L’exoplanète géante WASP-76 b, étudiée ici, est un monde extrêmement chaud qui orbite très près de son étoile géante. Crédit : Observatoire international Gemini/NOIRLab/NSF/AURA/J. da Silva/Spaceengine/M. Zamani
Une équipe internationale de chercheurs, utilisant l’instrument MAROON-X, a détecté et quantifié 11 éléments chimiques dans l’atmosphère de l’exoplanète ultra-chaude WASP-76 b. Des anomalies inattendues dans l’abondance de ces éléments suggèrent que la planète pourrait avoir absorbé une planète plus petite, semblable à Mercure.

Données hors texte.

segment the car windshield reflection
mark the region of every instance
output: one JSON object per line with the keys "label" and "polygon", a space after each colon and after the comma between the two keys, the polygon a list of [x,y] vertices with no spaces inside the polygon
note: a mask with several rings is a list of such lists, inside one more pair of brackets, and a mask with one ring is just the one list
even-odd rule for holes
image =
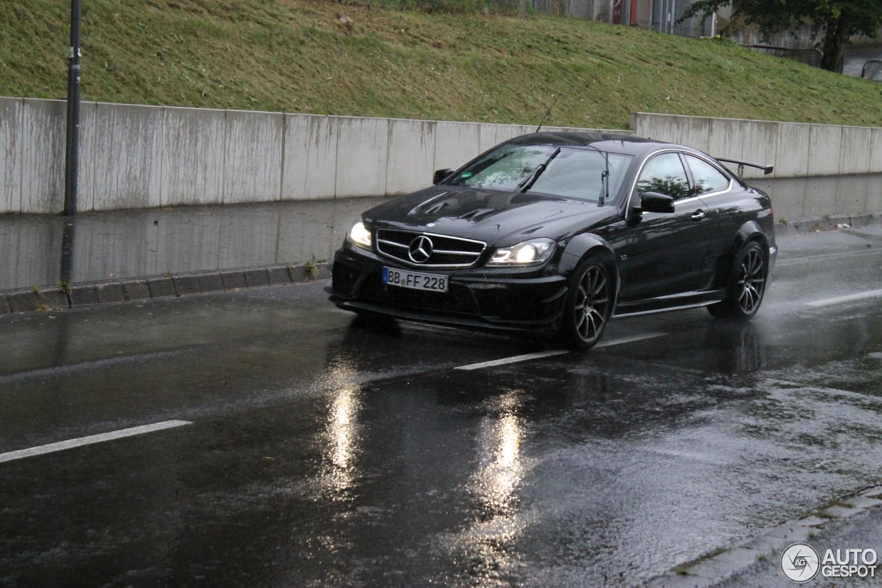
{"label": "car windshield reflection", "polygon": [[[603,153],[592,148],[550,145],[505,145],[490,152],[460,172],[450,184],[475,188],[520,191],[599,202],[604,192],[603,172],[609,159],[609,193],[617,194],[632,155]],[[547,168],[533,184],[537,168]]]}

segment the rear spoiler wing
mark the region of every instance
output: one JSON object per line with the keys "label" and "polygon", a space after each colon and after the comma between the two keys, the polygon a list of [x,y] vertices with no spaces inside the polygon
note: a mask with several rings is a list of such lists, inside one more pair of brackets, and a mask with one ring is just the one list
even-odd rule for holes
{"label": "rear spoiler wing", "polygon": [[766,163],[754,163],[753,162],[744,162],[740,159],[727,159],[725,157],[714,157],[718,162],[725,162],[727,163],[737,163],[738,164],[738,177],[742,177],[744,175],[744,166],[750,168],[756,168],[758,170],[763,170],[763,175],[768,176],[770,173],[774,171],[774,165],[766,165]]}

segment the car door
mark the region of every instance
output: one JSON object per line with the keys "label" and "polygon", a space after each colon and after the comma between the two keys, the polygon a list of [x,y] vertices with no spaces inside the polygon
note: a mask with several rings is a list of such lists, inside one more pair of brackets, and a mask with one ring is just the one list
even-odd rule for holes
{"label": "car door", "polygon": [[744,188],[728,173],[704,158],[684,154],[686,167],[692,177],[693,191],[707,207],[710,239],[702,274],[703,288],[713,285],[717,263],[726,255],[735,235],[744,222],[739,214]]}
{"label": "car door", "polygon": [[[672,197],[674,212],[641,211],[640,197],[647,192]],[[659,153],[647,160],[630,207],[627,237],[617,251],[623,268],[619,300],[698,290],[710,240],[708,209],[695,195],[679,152]]]}

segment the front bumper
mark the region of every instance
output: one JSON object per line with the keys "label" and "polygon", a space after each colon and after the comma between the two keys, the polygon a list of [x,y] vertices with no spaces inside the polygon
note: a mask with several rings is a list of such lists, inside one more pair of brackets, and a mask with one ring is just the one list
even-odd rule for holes
{"label": "front bumper", "polygon": [[[448,276],[447,292],[383,283],[383,268]],[[560,325],[566,280],[539,268],[406,268],[346,244],[334,255],[331,301],[344,310],[482,330],[542,331]]]}

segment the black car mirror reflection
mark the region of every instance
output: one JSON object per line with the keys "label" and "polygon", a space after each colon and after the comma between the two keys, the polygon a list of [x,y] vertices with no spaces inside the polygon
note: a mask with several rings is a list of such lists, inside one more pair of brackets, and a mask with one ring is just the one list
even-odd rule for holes
{"label": "black car mirror reflection", "polygon": [[657,192],[647,192],[640,196],[640,208],[643,212],[672,213],[674,199]]}
{"label": "black car mirror reflection", "polygon": [[436,170],[435,173],[432,175],[432,185],[437,185],[441,182],[447,179],[447,177],[453,173],[453,170],[447,168],[445,170]]}

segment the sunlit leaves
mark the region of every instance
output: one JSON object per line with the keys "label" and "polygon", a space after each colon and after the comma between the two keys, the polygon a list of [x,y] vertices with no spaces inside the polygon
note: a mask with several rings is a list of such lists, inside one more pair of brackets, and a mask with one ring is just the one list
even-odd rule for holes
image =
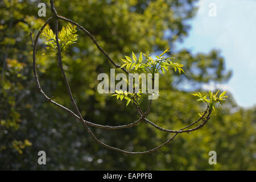
{"label": "sunlit leaves", "polygon": [[218,93],[220,91],[217,92],[214,94],[212,91],[209,91],[206,96],[203,96],[200,92],[192,94],[193,96],[197,96],[199,98],[197,101],[202,101],[205,102],[208,106],[209,109],[213,109],[216,104],[218,103],[222,104],[222,101],[225,100],[227,96],[225,96],[226,91],[223,92],[218,97]]}
{"label": "sunlit leaves", "polygon": [[112,94],[111,97],[117,96],[117,100],[120,99],[121,101],[123,99],[126,100],[126,106],[128,106],[131,101],[137,105],[139,105],[142,101],[142,97],[141,92],[139,92],[139,93],[132,93],[127,91],[123,92],[120,90],[115,90],[115,93]]}
{"label": "sunlit leaves", "polygon": [[[133,52],[133,59],[127,56],[125,56],[125,59],[121,59],[125,63],[121,68],[126,67],[128,71],[131,71],[131,69],[134,69],[134,71],[141,71],[146,73],[151,73],[154,76],[154,74],[159,73],[160,71],[164,74],[168,71],[168,67],[172,67],[175,72],[177,71],[180,75],[181,72],[185,74],[184,70],[181,68],[183,67],[183,64],[171,61],[170,60],[173,59],[172,57],[166,57],[163,56],[165,53],[170,51],[170,48],[168,48],[160,55],[156,56],[156,59],[153,59],[152,56],[150,56],[148,51],[146,53],[141,52],[139,57],[137,59],[135,54]],[[144,60],[143,56],[144,57]]]}
{"label": "sunlit leaves", "polygon": [[[76,34],[76,26],[72,26],[69,23],[66,27],[63,27],[60,32],[59,32],[59,42],[61,51],[67,52],[69,46],[75,44],[77,40],[77,34]],[[56,42],[55,35],[51,29],[46,28],[42,32],[46,41],[45,44],[47,45],[46,48],[48,50],[47,53],[56,53],[57,52],[57,44]]]}

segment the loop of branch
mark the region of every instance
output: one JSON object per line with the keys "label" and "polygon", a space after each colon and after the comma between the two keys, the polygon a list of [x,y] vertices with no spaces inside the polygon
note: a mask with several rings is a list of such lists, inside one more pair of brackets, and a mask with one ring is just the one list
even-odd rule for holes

L’étude de l’équipe démontre également que la composition de l’atmosphère des planètes géantes est très sensible à la température.
Mohamad Ali-Dib, chercheur au Centre d’astrologie, de physique des particules et des planètes de l’Université de New York Abu Dhabi, et une équipe internationale dirigée par l’Université de Montréal ont récemment annoncé une étude détaillée de l’exoplanète géante extrêmement chaude WASP-76 b dans la revue Nature.
Grâce à l’instrument MAROON-X du télescope Gemini-Nord, l’équipe a pu identifier et mesurer l’abondance de 11 éléments chimiques dans l’atmosphère de la planète, y compris des éléments formant des roches dont l’abondance n’est même pas connue pour les planètes géantes comme Jupiter ou Saturne dans le système solaire. Les abondances chimiques sont de puissants traceurs de l’histoire de la formation et de l’évolution des planètes. Elles reflètent les éléments qui ont initialement formé la planète, ainsi que les principaux polluants qui ont été « accrétés » (avalés) par la suite. Des anomalies dans ces abondances ont conduit l’équipe à émettre l’hypothèse que WASP-76 b pourrait avoir accrété une planète plus petite de type Mercure.
Ali-Dib, qui a travaillé sur la modélisation des données, a déclaré : « Il s’agit de la première étude à mesurer avec une grande précision l’abondance d’éléments chimiques tels que le nickel, le magnésium et le chrome dans une planète géante. Les écarts de leurs valeurs par rapport à ce qui est attendu nous ont amenés à postuler que WASP-76 b pourrait avoir avalé une autre planète beaucoup plus petite, ayant la même composition chimique que Mercure. «
WASP-76 b est en orbite autour d’une étoile mère massive située à 634 années-lumière dans la constellation des Poissons. La planète atteint des températures extrêmes bien supérieures à 2000°C car elle est très proche de l’étoile, environ 12 fois plus proche que Mercure ne l’est du Soleil.
À ces températures, de nombreux éléments qui formeraient normalement des roches sur Terre (comme le magnésium et le fer) sont vaporisés et présents sous forme gazeuse dans la haute atmosphère. L’étude de cette planète particulière permet d’obtenir des informations sans précédent sur la présence et l’abondance d’éléments formant des roches dans les planètes géantes. En effet, dans les planètes géantes plus froides comme Jupiter, ces éléments sont plus bas dans l’atmosphère et impossibles à détecter.
L’équipe de chercheurs a également noté que, même pour les planètes très chaudes, la composition observée de la haute atmosphère des planètes géantes peut être extrêmement sensible à la température. Selon la température de condensation d’un élément, celui-ci sera sous forme gazeuse et présent dans la partie supérieure de l’atmosphère, ou condensé sous forme liquide où il s’enfoncera dans les couches plus profondes. Lorsqu’il est sous forme gazeuse, il joue un rôle important dans l’absorption de la lumière et peut être observé par les astronomes. Lorsqu’il est condensé, il ne peut pas être détecté par les astronomes et devient complètement absent de leurs observations. Cela peut expliquer pourquoi certains éléments comme le titane et l’aluminium n’ont pas été détectés.
Pour en savoir plus sur cette étude :
Référence : « Vanadium oxide and a sharp onset of cold-trapping on a giant exoplanet » par Stefan Pelletier, Björn Benneke, Mohamad Ali-Dib, Bibiana Prinoth, David Kasper, Andreas Seifahrt, Jacob L. Bean, Florian Debras, Baptiste Klein, Luc Bazinet, H. Jens Hoeijmakers, Aurora Y. Kesseli, Olivia Lim, Andres Carmona, Lorenzo Pino, Núria Casasayas-Barris, Thea Hood et Julian Stürmer, 14 juin 2023, Nature.